What is brilliant about this book is how carefully laid out the anarchist society is, warts and all. It’s not a Utopia but it’s a practical functional society. It’s got its problems (it’s a harsh place to live for one) and what forms the central action is essentially the reinvigoration of the revolution. Over the 170 years, the society has developed certain ingrained cultural and social expectations of its inhabitants.
The central character is a physicist named Shevak, from Anarres (the anarchist moon) who escapes and visits the planet Urras. The physicists on Urras want him to finish his theoretical work that will essentially allow for instantaneous communication and travel (rather than delayed through lightspeed). He has to ‘escape’ Anarres as it were because his ideas are deeply unpopular among the majority of his planet.
The story unfolds across 2 periods and places: Urras and Anarres. The first chapter is Shevak escaping to Urras. It then flips back to when he was a child growing up on Anarres and we find out about about the development of its political and social structure. It then flips back and forth – the Anarres story following Shevak from a child up to the moment where he departs for Urras and the Urras story following the politics there and his response to wealth, politics and inequality.
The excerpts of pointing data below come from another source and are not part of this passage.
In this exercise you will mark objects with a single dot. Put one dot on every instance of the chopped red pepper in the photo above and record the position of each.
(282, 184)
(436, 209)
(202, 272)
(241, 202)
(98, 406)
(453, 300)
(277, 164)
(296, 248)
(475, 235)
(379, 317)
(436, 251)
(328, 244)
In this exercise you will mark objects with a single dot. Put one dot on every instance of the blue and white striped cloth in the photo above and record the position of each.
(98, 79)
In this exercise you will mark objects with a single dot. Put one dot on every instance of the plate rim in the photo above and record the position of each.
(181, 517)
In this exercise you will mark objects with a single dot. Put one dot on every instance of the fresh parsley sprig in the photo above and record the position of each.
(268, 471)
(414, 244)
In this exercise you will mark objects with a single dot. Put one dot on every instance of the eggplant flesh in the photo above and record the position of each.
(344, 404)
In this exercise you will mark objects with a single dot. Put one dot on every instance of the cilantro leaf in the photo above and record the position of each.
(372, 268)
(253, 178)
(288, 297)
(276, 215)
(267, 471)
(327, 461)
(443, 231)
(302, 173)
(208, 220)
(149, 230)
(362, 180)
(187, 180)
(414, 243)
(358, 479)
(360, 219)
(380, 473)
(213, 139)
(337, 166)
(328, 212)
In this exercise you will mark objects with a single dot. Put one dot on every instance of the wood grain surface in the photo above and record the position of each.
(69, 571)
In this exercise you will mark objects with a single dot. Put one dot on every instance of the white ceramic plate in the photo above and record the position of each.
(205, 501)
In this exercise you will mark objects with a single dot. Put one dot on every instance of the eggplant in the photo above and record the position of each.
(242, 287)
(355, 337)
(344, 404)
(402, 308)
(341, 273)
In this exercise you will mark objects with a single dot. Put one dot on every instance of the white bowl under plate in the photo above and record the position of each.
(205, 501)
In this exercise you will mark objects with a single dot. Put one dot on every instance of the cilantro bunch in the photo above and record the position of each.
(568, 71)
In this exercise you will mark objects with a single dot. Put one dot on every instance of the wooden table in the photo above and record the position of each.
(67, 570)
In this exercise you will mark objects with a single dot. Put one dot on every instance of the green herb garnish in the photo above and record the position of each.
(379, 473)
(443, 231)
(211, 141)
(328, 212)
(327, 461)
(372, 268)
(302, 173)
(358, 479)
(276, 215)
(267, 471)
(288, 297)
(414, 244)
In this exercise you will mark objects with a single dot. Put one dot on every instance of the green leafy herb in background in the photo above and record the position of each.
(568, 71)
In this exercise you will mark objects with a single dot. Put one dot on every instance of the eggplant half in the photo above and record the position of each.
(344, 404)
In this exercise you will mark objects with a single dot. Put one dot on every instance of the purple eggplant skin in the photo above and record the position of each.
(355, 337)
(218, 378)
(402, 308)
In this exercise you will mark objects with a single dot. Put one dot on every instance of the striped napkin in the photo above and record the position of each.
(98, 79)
This reminded me a lot of the Foundation Series by Asimov. It’s the complexity and richness of the politics and society that completely absorbs you. You don’t need interstellar wars or big space battles. You just need a good story. In this case, the interesting conflict between the different politics and the innate revolutionary ideas in terms of politics but also science that is contained in the person of Shevak. The cast of characters that accompany him are also great. Each is a distinct individual, not just window dressing.
Anyway. The twin stories weave together and climax together. The last 100 pages just flew by for me, it was so interesting. One of the best things about it, given that it was first published in 1974 is how contemporary it feels. Aside from some small technological idiosyncrasies (given the advances we’ve had in the last 40 years) it could be relevant now. It doesn’t have the cringeworthy social commentary that I had a problem with in the Forever War.
I must admit. One of my favourite things about Urras is the complete social equality. For that it gets 5/5 for feminism.